The text is divided into two parts comprising 18 total chapters:

1. Overview Three chapters introduce the concept of quality, the ISO software product quality model, the SDLC, risk management, Agile and Waterfall development methodologies, exception handling, and other information and terms central to the text. Even to the reader who is anxious to reach the more technically substantive performance chapters, Chapters 1, “Introduction,” and 2, “Quality,” should be skimmed to gleam the context of software quality within data analytic development environments.
2. Part I. Dynamic Performance These nine chapters introduce dynamic performance requirements—software quality attributes that are demonstrated, measured, and validated through software execution. For example, software efficiency can be demonstrated by running code and measuring run time and system resources such as CPU and memory usage. Chapters include “Reliability,” “Recoverability,” “Robustness,” “Execution Efficiency,” “Efficiency,” “Scalability,” “Portability,” “Security,” and “Automation.”
3. Part II. Static Performance These six chapters introduce static performance requirements—software quality attributes that are assessed through code inspection rather than execution. For example, the extent to which software is modularized cannot be determined until the code is opened and inspected, either through manual review or automated test software. Chapters include “Maintainability,” “Modularity,” “Readability,” “Testability,” “Stability,” and “Reusability.”

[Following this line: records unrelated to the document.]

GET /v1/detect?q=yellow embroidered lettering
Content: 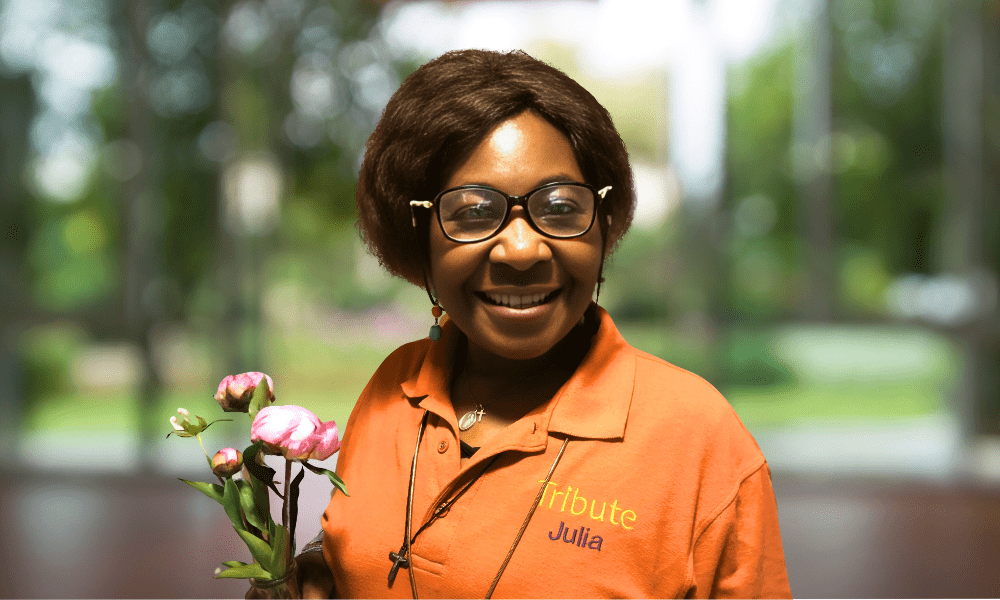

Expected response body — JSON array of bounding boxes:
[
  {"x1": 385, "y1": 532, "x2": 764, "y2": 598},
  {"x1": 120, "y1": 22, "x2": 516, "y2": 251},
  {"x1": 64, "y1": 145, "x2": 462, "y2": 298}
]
[
  {"x1": 621, "y1": 509, "x2": 636, "y2": 530},
  {"x1": 538, "y1": 480, "x2": 558, "y2": 508},
  {"x1": 560, "y1": 485, "x2": 572, "y2": 512},
  {"x1": 589, "y1": 499, "x2": 606, "y2": 522},
  {"x1": 570, "y1": 488, "x2": 587, "y2": 516},
  {"x1": 534, "y1": 480, "x2": 637, "y2": 530},
  {"x1": 550, "y1": 487, "x2": 566, "y2": 510}
]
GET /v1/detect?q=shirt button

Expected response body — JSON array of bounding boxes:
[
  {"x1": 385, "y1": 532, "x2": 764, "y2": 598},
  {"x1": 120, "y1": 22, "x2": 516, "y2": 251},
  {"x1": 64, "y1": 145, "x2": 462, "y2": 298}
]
[{"x1": 437, "y1": 440, "x2": 449, "y2": 453}]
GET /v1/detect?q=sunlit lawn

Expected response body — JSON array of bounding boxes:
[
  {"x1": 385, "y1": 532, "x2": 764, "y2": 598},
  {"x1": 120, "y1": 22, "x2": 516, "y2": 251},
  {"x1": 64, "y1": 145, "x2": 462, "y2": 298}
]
[{"x1": 23, "y1": 323, "x2": 960, "y2": 436}]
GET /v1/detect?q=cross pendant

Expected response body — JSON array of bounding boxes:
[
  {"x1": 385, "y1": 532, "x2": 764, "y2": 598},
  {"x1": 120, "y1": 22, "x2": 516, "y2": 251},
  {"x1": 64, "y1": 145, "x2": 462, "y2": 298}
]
[
  {"x1": 475, "y1": 406, "x2": 485, "y2": 422},
  {"x1": 388, "y1": 545, "x2": 409, "y2": 585}
]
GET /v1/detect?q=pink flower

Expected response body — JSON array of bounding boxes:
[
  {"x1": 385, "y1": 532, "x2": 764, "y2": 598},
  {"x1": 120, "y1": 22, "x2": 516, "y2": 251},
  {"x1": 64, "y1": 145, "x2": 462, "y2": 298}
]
[
  {"x1": 215, "y1": 372, "x2": 275, "y2": 413},
  {"x1": 211, "y1": 448, "x2": 243, "y2": 477},
  {"x1": 251, "y1": 405, "x2": 340, "y2": 461}
]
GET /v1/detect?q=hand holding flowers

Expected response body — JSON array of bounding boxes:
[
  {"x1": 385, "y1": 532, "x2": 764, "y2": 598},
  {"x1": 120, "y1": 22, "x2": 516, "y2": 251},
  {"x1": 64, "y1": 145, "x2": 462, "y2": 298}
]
[{"x1": 169, "y1": 372, "x2": 347, "y2": 591}]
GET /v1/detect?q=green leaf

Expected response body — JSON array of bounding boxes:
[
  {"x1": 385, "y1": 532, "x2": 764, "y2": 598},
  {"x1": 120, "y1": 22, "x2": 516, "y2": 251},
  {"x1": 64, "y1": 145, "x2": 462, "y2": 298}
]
[
  {"x1": 288, "y1": 465, "x2": 306, "y2": 552},
  {"x1": 302, "y1": 461, "x2": 349, "y2": 497},
  {"x1": 222, "y1": 478, "x2": 246, "y2": 533},
  {"x1": 215, "y1": 562, "x2": 273, "y2": 580},
  {"x1": 244, "y1": 441, "x2": 283, "y2": 499},
  {"x1": 237, "y1": 479, "x2": 266, "y2": 532},
  {"x1": 222, "y1": 560, "x2": 247, "y2": 568},
  {"x1": 248, "y1": 383, "x2": 266, "y2": 420},
  {"x1": 248, "y1": 464, "x2": 271, "y2": 526},
  {"x1": 235, "y1": 526, "x2": 274, "y2": 568},
  {"x1": 179, "y1": 479, "x2": 224, "y2": 504},
  {"x1": 202, "y1": 418, "x2": 232, "y2": 433},
  {"x1": 266, "y1": 523, "x2": 290, "y2": 577}
]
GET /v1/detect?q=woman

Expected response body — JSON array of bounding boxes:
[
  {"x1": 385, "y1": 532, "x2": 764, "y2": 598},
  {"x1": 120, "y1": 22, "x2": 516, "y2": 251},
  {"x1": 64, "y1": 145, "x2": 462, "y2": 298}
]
[{"x1": 300, "y1": 49, "x2": 790, "y2": 598}]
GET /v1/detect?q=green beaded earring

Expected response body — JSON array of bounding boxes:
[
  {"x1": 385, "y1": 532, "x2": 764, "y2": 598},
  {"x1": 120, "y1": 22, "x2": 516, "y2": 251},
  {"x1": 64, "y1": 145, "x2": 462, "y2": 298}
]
[{"x1": 429, "y1": 304, "x2": 443, "y2": 341}]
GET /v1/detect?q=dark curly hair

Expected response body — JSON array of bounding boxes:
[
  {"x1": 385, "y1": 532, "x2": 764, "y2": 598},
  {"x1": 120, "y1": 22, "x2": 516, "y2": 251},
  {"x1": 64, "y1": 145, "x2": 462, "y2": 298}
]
[{"x1": 355, "y1": 49, "x2": 635, "y2": 286}]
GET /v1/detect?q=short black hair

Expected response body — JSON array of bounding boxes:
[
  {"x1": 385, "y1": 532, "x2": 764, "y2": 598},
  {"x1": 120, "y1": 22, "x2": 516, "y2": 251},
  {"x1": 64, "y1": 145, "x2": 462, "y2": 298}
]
[{"x1": 356, "y1": 49, "x2": 635, "y2": 286}]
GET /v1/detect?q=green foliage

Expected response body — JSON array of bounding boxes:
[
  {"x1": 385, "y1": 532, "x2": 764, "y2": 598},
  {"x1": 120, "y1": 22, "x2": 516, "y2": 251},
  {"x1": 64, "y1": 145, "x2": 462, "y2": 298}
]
[
  {"x1": 724, "y1": 0, "x2": 948, "y2": 320},
  {"x1": 302, "y1": 461, "x2": 349, "y2": 497},
  {"x1": 266, "y1": 524, "x2": 291, "y2": 577},
  {"x1": 215, "y1": 562, "x2": 272, "y2": 580},
  {"x1": 235, "y1": 527, "x2": 278, "y2": 572},
  {"x1": 222, "y1": 478, "x2": 247, "y2": 533},
  {"x1": 236, "y1": 479, "x2": 267, "y2": 532},
  {"x1": 180, "y1": 479, "x2": 224, "y2": 504},
  {"x1": 19, "y1": 323, "x2": 88, "y2": 397},
  {"x1": 719, "y1": 329, "x2": 795, "y2": 388}
]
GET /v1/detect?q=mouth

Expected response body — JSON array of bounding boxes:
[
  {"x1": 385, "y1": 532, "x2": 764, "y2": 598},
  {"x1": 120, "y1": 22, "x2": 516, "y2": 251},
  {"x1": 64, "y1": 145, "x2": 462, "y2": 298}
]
[{"x1": 476, "y1": 289, "x2": 561, "y2": 310}]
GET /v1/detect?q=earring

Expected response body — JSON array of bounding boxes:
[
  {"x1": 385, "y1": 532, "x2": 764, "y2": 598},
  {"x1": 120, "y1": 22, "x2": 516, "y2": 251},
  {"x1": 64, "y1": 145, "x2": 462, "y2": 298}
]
[{"x1": 430, "y1": 302, "x2": 443, "y2": 341}]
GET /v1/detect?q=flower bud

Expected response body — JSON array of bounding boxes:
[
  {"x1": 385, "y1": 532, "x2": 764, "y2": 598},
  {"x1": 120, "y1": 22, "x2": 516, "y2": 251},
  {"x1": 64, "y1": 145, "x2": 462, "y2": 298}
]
[
  {"x1": 215, "y1": 372, "x2": 275, "y2": 413},
  {"x1": 169, "y1": 407, "x2": 209, "y2": 437},
  {"x1": 251, "y1": 405, "x2": 340, "y2": 461},
  {"x1": 211, "y1": 447, "x2": 243, "y2": 478}
]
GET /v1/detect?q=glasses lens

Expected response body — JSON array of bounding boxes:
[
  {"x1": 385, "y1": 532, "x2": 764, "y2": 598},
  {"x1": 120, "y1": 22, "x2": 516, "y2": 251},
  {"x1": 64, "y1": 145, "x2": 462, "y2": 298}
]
[
  {"x1": 438, "y1": 188, "x2": 506, "y2": 241},
  {"x1": 527, "y1": 184, "x2": 595, "y2": 237}
]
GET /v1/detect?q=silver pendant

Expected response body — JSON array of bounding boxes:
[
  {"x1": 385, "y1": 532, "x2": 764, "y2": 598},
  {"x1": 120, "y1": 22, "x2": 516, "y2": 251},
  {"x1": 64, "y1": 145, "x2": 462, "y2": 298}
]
[{"x1": 458, "y1": 410, "x2": 478, "y2": 431}]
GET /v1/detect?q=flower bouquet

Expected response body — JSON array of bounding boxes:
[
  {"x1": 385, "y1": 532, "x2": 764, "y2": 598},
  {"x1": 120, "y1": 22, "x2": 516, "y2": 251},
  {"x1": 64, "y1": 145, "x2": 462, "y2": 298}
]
[{"x1": 168, "y1": 372, "x2": 347, "y2": 597}]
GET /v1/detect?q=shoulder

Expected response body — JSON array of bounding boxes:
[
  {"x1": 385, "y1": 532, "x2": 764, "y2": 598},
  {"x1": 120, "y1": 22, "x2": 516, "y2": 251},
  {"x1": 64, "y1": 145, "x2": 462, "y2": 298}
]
[
  {"x1": 368, "y1": 337, "x2": 429, "y2": 386},
  {"x1": 341, "y1": 337, "x2": 428, "y2": 427},
  {"x1": 629, "y1": 348, "x2": 740, "y2": 425},
  {"x1": 625, "y1": 346, "x2": 765, "y2": 471}
]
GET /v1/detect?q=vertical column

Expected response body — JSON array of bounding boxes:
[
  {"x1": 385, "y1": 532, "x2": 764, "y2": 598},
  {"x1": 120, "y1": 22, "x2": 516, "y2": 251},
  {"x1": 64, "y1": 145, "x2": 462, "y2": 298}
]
[{"x1": 792, "y1": 0, "x2": 836, "y2": 321}]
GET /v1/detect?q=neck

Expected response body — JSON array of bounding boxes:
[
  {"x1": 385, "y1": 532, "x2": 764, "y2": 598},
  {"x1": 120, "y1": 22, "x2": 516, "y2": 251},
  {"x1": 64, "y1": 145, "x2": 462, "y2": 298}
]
[{"x1": 460, "y1": 315, "x2": 596, "y2": 406}]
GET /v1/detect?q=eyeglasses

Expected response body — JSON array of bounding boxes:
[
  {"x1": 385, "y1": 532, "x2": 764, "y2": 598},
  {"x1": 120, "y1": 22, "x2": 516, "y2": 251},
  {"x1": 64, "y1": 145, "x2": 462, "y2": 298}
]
[{"x1": 410, "y1": 182, "x2": 611, "y2": 243}]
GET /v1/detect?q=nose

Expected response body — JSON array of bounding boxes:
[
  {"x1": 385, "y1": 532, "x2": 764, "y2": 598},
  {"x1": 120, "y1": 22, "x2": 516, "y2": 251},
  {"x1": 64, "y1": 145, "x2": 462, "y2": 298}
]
[{"x1": 488, "y1": 209, "x2": 552, "y2": 270}]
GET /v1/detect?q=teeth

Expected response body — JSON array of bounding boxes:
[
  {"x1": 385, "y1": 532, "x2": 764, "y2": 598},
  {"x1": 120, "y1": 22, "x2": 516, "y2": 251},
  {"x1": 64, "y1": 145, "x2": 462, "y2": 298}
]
[{"x1": 485, "y1": 291, "x2": 552, "y2": 308}]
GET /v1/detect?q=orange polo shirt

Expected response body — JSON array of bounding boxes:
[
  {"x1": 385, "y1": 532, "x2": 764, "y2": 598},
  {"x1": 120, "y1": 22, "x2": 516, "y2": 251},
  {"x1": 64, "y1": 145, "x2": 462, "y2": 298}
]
[{"x1": 322, "y1": 305, "x2": 791, "y2": 598}]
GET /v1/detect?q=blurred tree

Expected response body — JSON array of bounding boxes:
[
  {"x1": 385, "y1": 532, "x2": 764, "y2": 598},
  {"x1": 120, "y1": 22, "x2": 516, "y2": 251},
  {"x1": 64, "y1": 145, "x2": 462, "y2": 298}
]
[
  {"x1": 0, "y1": 73, "x2": 37, "y2": 462},
  {"x1": 725, "y1": 0, "x2": 948, "y2": 322},
  {"x1": 724, "y1": 0, "x2": 999, "y2": 442}
]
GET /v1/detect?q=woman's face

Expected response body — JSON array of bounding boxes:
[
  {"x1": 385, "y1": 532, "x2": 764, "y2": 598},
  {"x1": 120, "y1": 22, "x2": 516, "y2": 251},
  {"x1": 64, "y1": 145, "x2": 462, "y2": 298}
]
[{"x1": 428, "y1": 110, "x2": 603, "y2": 362}]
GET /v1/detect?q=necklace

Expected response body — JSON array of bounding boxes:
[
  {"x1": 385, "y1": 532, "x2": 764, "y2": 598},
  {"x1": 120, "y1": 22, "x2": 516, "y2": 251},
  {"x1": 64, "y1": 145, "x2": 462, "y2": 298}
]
[
  {"x1": 389, "y1": 410, "x2": 569, "y2": 598},
  {"x1": 456, "y1": 355, "x2": 563, "y2": 432},
  {"x1": 458, "y1": 368, "x2": 490, "y2": 431}
]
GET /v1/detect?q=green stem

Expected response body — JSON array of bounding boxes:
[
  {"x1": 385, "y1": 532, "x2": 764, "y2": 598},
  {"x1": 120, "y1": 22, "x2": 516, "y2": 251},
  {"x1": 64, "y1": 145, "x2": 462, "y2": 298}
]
[
  {"x1": 196, "y1": 434, "x2": 211, "y2": 462},
  {"x1": 282, "y1": 459, "x2": 292, "y2": 568},
  {"x1": 197, "y1": 434, "x2": 224, "y2": 484}
]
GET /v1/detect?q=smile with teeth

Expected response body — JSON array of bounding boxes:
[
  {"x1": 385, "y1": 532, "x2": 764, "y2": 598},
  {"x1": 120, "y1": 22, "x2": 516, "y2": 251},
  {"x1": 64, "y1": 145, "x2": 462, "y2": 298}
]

Text formatting constructs are standardized to facilitate SAS code readability. Formatting is not intended to demonstrate best practices but rather standardization. All code samples are presented in lowercase, but the following conventions are used where code is referenced within the text:

• SAS libraries are capitalized, such as the WORK library, or the PERM.Burrito data set within the PERM library.
• SAS data sets appear in sentence case, such as the Chimichanga data set or the WORK.Tacos_are_forever data set.
• SAS reserved words—including statements, functions, and procedure names—are capitalized, such as the UPCASE function or the MEANS procedure.
• The DATA step is always capitalized, such as the DATA step can be deleted if the SQL procedure is implemented.
• Variables used within the DATA step or SAS procedures are capitalized, such as the variable CHAR1 is missing.
• SAS user-defined formats are capitalized, such as the MONTHS format.
• SAS macros are capitalized and preceded with a percent sign, such as the %LOCKITDOWN macro prevents file access collisions.
• SAS macro variables are capitalized, such as the &DSN macro variable is commonly defined to represent the data set name.
• SAS parameters that are passed to macros are capitalized, such as the DSN parameter in the %GOBIG macro invocation.